Sutton is one of the more desirable housing areas of Broughton Astley with homes dating from many periods. There are a number of farms, and at the West end of Sutton Lane, near the B4114 is a go-kart track. The village comprises one road, Sutton Lane, which was renamed Leicester Road until 2007 when the name reverted to Sutton Lane.

There is also Sutton in the Elms Private Care Home, a nursing care facility catering for 39 elderly residents in a homely environment, T&A Shoes (office block) and Sutton Elms Baptist Church.

In 2008 Sutton in the Elms received 15 elm trees, a gift donated by The Woodland Trust and planted along the length of the village. One tree was planted in the grounds of the Baptist church.

==History==
Sutton in the Elms has had a Baptist church since around 1650, making it the oldest Baptist church in Leicestershire, with the current vestry being the earliest chapel building. It is still thriving today.

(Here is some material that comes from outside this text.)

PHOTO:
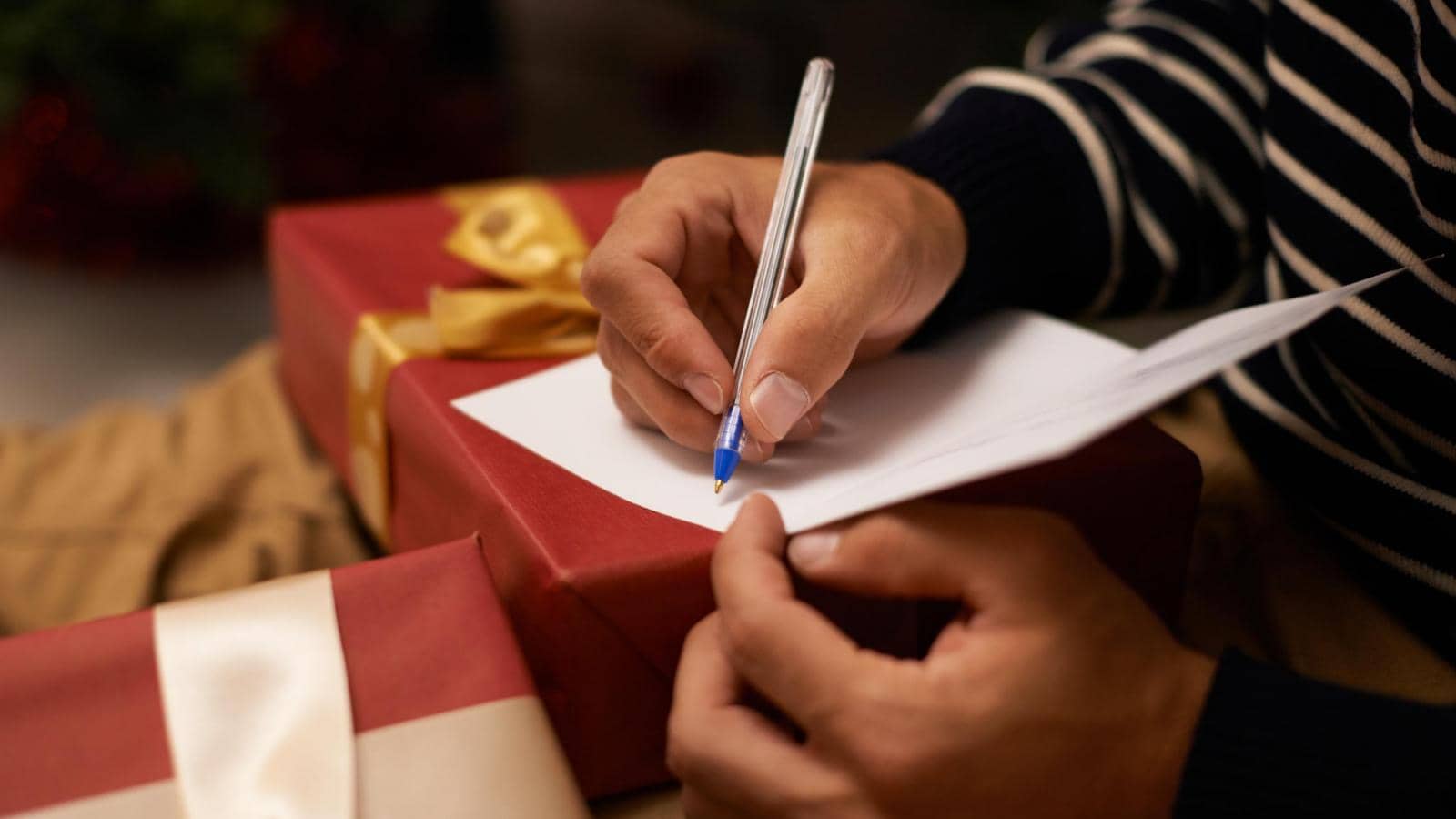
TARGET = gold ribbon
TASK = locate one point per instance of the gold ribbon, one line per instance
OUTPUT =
(519, 232)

Sutton in the Elms also played an important part in the history of the Quakers. George Fox, founder of the Quakers, addressed his first open air meeting outside the 'steeple house' in 1647 and the Quaker Cottage at Sutton stands today.

www.suttonelms.org.uk is the privately maintained web site of Nigel and Alison Deacon, with information ranging from apples to BBC radio plays and gokart racing, nowadays archived by the British Library.